Gubernur Jabar Ahmad Heryawan, Dubes LBBP RI untuk Swedia Bagas Hapsoro, dan perwakilan KBRI Swedia lainnya. (FOTO : Humas Pemprov Jabar)
Gubernur Jabar Ahmad Heryawan, Dubes LBBP RI untuk Swedia Bagas Hapsoro, dan perwakilan KBRI Swedia lainnya. (FOTO : Humas Pemprov Jabar)

“Bulan depan kita akan terus gebyarkan di sini. Tahun lalu sempat dilakukan dan mendapat tanggapan positif dari mereka,” jelas Bagas.

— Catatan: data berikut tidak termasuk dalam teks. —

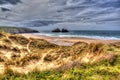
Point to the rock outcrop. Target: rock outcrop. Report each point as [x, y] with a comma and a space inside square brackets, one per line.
[58, 30]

Menurutnya ini jadi ajang yang sangat baik untuk menarik calon wisatawan asal Swedia untuk berlibur ke Indonesia.

“Pensiun mereka cukup besar. Dan ini menjadi potensi bagi Indonesia, terlebih mereka cenderung menyukai tempat yang eksotis, berterumbu karang dan bersih untuk menikmati libur di masa pensiun, persoalannya harus dilengkapi wifi dan fasilitas yang terkoneksi dengan internet, “kata Bagas.

Bagas menegaskan siap mengadakan sebuah perjalanan ke Indonesia membawa wisaratawan dari Swedia. Terlebih saat ini minat warga Swedia berlibur ke Indonesia meningkat.


Sementara itu, First Secretary for Economic Affairs KBRI Swedia Rahmawati Wulandari menyebut, pihaknya sudah menemui asosiasi kopi di Swedia agar menggerakkan anggotanya untuk ikut mendukung acara 14 Mei nanti.

“Mereka ini peminum kopi (bahkan bisa 8 gelas perhari). Kita ingin promosikan sekaligus membuka pengetahuan warga Swedia tentang Kopi Indonesia, khususnya Kopi Jawa Barat,” jelas Rahma.

Menurut dia, merek Kopi Indonesia asli harus dikenalkan.